Votre mission : infiltrer la salle des coffres, désactiver les systèmes de sécurité, voler « l’objet » et vous enfuir. Nous mettrons à votre disposition quelques outils et notre homme de main le plus doué.

Retour à Amsterdam

Primée au TERPECA, The Vault semble être une salle incontournable d’une virée aux Pays-Bas. Loin d’être un retentissant échec, elle ne mérite néanmoins pas, à mes yeux, de s’y retrouver nominée.

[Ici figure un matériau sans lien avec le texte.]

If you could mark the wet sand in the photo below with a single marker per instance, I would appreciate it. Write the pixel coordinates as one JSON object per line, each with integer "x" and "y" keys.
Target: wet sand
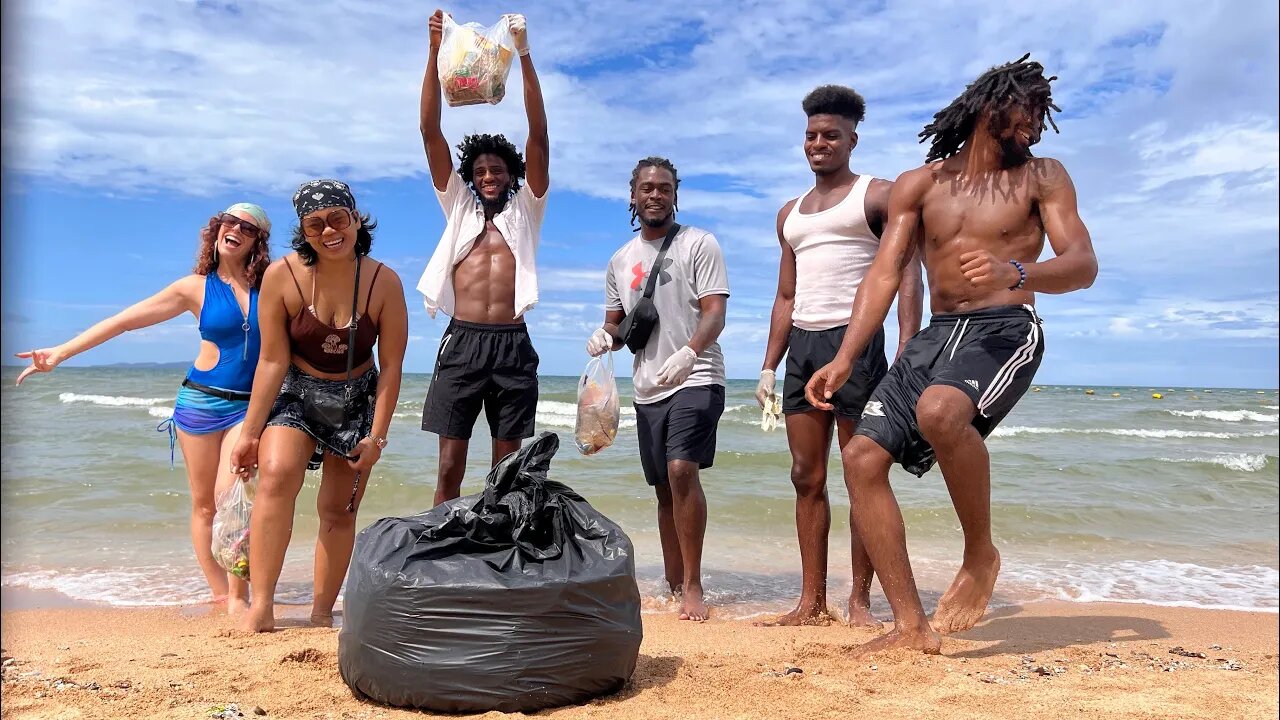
{"x": 1042, "y": 660}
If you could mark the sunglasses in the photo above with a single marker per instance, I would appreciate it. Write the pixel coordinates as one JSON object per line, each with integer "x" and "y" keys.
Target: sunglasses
{"x": 248, "y": 229}
{"x": 339, "y": 220}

Le début est très particulier et engageant. Nous sommes des genres d’agents secrets, prêts à nous infiltrer pour une mission d’espionnage et réaliser ce qui s’apparente à du vol industriel. Tout nous plaît. Le lieu du rendez vous est malgré tout quelque peu crasseux et mal entretenu. Bien que ce ne soit pas du ressort de l’enseigne, c’est quand même son choix de démarrage. Donc si le fond donne bonne impression, la forme reste discutable.

Trop de bla bla…

Notre mission est de pénétrer un musée pour lequel évidemment nous n’avons aucun accès officiels. Sauf qu’au lieu d’emprunter diverses ficelles scénaristiques telles que les égouts ou autre plasticage de mur bon enfant, nous devons juste convaincre une personne (notre game master) de nous laisser entrer… le tout en anglais… bon là, j’avais déjà la nausée.

La suite, j’avoue préférer ne pas m’en souvenir. Nous avons joué dans un capharnaüm le plus total tant la caisse de résonance est forte en ce lieu. Alors oui, cette ancienne place de bourse se prête parfaitement au thème du coffre-fort puisqu’elle en possédait justement un. Mais c’est tout ! Les lieux sont tellement vides qu’évoluer dedans revêt peu d’intérêt.

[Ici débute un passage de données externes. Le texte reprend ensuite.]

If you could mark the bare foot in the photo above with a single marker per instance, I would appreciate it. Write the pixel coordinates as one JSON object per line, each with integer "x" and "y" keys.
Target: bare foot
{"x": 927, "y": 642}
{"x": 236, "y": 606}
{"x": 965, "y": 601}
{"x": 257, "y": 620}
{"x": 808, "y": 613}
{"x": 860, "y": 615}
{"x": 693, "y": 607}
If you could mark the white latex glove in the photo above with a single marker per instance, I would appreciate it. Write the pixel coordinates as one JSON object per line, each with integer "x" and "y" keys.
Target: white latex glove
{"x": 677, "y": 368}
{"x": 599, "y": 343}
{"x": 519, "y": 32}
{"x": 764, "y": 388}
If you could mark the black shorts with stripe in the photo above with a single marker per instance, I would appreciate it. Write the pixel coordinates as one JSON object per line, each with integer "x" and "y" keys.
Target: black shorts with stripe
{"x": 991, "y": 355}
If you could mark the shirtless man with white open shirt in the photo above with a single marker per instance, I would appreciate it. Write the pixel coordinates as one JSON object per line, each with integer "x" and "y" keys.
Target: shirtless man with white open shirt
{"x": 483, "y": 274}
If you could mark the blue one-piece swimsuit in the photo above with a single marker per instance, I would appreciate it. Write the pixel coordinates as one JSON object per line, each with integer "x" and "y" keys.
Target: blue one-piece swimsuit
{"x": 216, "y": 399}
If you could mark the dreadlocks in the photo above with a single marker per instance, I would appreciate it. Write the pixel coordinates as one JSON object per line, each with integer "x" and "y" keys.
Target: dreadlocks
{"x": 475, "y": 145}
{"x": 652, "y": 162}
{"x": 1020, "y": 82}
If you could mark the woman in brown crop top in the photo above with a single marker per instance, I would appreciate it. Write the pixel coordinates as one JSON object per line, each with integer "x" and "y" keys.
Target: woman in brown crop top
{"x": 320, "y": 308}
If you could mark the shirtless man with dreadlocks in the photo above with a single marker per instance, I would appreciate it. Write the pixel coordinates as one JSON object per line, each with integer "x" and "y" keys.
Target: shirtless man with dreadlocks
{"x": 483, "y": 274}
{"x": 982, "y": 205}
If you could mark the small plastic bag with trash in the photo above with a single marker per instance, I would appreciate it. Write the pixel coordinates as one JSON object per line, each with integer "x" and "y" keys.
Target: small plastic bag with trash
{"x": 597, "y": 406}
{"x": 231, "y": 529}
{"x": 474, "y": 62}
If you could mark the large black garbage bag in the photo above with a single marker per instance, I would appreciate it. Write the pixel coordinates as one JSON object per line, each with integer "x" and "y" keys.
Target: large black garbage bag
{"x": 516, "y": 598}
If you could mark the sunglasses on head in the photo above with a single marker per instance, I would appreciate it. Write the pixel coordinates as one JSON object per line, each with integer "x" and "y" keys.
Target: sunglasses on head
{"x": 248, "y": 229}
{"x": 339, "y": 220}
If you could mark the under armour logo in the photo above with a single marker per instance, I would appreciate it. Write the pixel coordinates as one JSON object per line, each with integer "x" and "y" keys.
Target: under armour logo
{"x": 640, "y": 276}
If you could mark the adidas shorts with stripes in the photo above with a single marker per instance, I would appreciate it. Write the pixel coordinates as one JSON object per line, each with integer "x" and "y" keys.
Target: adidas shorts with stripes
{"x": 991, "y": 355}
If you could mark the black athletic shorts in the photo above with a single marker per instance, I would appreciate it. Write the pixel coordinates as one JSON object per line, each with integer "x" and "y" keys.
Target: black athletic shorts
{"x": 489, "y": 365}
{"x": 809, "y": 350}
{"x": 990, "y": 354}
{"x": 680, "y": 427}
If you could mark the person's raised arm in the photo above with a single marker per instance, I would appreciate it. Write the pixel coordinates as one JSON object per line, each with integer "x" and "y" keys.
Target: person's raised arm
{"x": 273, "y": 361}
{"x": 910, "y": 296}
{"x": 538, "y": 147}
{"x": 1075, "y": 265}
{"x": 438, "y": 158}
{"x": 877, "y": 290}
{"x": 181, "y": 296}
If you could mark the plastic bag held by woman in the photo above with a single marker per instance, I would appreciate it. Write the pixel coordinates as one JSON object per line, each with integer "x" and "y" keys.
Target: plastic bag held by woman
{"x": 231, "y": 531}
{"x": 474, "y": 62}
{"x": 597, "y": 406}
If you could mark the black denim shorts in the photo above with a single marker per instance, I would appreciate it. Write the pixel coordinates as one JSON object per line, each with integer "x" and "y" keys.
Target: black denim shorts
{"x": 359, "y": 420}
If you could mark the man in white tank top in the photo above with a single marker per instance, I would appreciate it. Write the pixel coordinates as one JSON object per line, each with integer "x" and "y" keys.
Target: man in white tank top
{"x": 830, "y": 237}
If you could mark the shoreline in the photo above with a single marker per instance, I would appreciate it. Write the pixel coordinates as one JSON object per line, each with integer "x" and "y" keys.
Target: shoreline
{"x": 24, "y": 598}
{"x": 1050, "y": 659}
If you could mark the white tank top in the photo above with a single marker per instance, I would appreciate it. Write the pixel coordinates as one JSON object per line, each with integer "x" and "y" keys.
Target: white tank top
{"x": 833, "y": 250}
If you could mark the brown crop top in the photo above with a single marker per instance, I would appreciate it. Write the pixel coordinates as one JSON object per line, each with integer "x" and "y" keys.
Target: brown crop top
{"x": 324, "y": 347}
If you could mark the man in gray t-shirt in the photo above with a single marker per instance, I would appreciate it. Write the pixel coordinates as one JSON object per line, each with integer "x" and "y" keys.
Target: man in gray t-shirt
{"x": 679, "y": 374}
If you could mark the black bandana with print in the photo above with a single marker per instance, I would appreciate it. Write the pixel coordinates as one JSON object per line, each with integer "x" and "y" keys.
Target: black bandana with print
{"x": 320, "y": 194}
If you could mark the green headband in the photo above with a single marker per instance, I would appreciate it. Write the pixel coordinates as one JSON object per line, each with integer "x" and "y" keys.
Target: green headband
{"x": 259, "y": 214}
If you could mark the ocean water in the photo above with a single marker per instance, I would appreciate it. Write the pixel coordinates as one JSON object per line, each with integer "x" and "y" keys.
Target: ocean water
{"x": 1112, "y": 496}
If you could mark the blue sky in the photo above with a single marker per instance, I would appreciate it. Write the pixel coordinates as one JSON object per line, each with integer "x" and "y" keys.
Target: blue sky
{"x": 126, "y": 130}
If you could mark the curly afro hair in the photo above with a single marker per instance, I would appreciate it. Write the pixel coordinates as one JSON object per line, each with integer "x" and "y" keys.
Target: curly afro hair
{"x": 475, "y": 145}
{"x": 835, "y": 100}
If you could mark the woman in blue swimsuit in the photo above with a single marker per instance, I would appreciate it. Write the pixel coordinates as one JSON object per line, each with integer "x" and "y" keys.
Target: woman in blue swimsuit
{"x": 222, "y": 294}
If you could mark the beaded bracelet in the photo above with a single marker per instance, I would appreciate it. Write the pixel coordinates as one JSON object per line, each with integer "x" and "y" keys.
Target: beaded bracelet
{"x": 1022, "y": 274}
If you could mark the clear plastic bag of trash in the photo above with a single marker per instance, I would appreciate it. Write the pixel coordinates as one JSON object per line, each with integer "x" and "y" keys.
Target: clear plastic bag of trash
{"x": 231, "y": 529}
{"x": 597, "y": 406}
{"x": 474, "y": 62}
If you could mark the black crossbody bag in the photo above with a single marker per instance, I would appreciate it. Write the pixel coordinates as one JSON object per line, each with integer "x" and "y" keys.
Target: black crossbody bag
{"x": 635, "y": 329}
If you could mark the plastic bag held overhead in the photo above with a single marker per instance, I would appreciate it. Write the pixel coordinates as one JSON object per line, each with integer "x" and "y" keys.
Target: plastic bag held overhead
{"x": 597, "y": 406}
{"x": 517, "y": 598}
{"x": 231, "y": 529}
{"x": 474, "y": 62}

Le décor est bien planté avec un effet de familles puissantes qui se partagent les lieux, mais le tout semble tellement mal exploité. C’est fade et sans âme. Et tout ça pour un climax final des plus insignifiants. La victoire en est à peine une, c’est plutôt une délivrance que s’achève ce jeu…

À ne pas ToDoLister

… Et finalement non, même après la dernière énigme, un genre de jeu d’acteur aussi inintéressant qu’au début nous fera plus perdre notre temps que véritablement prendre plaisir. Ça ne fonctionne pas.

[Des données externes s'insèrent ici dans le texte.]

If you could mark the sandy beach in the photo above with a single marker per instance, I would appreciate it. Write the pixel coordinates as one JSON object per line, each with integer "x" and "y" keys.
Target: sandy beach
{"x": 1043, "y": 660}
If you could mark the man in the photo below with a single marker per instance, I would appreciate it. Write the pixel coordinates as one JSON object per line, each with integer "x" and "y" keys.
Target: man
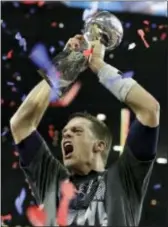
{"x": 111, "y": 197}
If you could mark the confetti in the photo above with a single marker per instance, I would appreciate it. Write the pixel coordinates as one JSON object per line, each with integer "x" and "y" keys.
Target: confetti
{"x": 15, "y": 165}
{"x": 131, "y": 46}
{"x": 128, "y": 74}
{"x": 142, "y": 35}
{"x": 128, "y": 25}
{"x": 40, "y": 3}
{"x": 22, "y": 41}
{"x": 146, "y": 22}
{"x": 10, "y": 54}
{"x": 10, "y": 83}
{"x": 163, "y": 36}
{"x": 52, "y": 49}
{"x": 19, "y": 201}
{"x": 61, "y": 25}
{"x": 7, "y": 217}
{"x": 36, "y": 216}
{"x": 53, "y": 24}
{"x": 157, "y": 186}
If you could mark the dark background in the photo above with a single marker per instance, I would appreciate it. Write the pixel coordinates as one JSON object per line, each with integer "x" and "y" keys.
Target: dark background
{"x": 42, "y": 23}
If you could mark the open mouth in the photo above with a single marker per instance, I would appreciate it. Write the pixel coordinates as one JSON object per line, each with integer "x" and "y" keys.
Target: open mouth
{"x": 68, "y": 149}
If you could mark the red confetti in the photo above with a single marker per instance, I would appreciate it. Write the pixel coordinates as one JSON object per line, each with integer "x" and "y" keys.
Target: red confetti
{"x": 12, "y": 103}
{"x": 40, "y": 3}
{"x": 9, "y": 54}
{"x": 51, "y": 127}
{"x": 7, "y": 217}
{"x": 142, "y": 35}
{"x": 163, "y": 36}
{"x": 51, "y": 133}
{"x": 16, "y": 153}
{"x": 53, "y": 24}
{"x": 68, "y": 97}
{"x": 29, "y": 2}
{"x": 146, "y": 22}
{"x": 36, "y": 216}
{"x": 15, "y": 165}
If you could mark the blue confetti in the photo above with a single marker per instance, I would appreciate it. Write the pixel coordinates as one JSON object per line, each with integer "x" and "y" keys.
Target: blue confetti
{"x": 128, "y": 25}
{"x": 4, "y": 57}
{"x": 16, "y": 4}
{"x": 52, "y": 49}
{"x": 61, "y": 43}
{"x": 22, "y": 41}
{"x": 3, "y": 24}
{"x": 32, "y": 10}
{"x": 153, "y": 25}
{"x": 10, "y": 83}
{"x": 128, "y": 74}
{"x": 157, "y": 186}
{"x": 19, "y": 201}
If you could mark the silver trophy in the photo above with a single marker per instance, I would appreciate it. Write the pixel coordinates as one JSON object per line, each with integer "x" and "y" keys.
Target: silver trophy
{"x": 106, "y": 27}
{"x": 70, "y": 63}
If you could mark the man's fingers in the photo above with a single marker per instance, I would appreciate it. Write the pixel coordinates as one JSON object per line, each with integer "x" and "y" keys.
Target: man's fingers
{"x": 80, "y": 37}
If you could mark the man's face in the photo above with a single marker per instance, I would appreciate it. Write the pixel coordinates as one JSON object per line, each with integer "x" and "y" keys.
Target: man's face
{"x": 78, "y": 143}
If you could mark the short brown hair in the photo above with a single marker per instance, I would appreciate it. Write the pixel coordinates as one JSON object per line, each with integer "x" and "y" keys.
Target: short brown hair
{"x": 100, "y": 129}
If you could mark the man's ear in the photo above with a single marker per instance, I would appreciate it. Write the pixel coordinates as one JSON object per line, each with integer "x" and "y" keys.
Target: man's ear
{"x": 99, "y": 146}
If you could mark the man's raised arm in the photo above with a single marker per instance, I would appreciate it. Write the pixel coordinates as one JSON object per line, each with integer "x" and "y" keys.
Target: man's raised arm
{"x": 127, "y": 90}
{"x": 29, "y": 114}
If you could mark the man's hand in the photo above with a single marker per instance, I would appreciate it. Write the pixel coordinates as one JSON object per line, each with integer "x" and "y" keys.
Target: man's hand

Enfin tout cela s’arrête et nous nous donnons rendez-vous dans la prochaine et dernière salle : The Architect dans le même bâtiment histoire. J’avoue à ce moment presque regretter de devoir rester dans cette enseigne au lieu de courir les rues de la ville.

Prochaine aventure : il manque encore quelque chose ?

Au final, un TERPECA bien passable qui profite des lieux plus qu’il ne se les approprie. L’histoire aurait été captivante si les énigmes autour avaient été bien pensées mais ce n’est pas le cas. À omettre dans votre to-do list sans regret.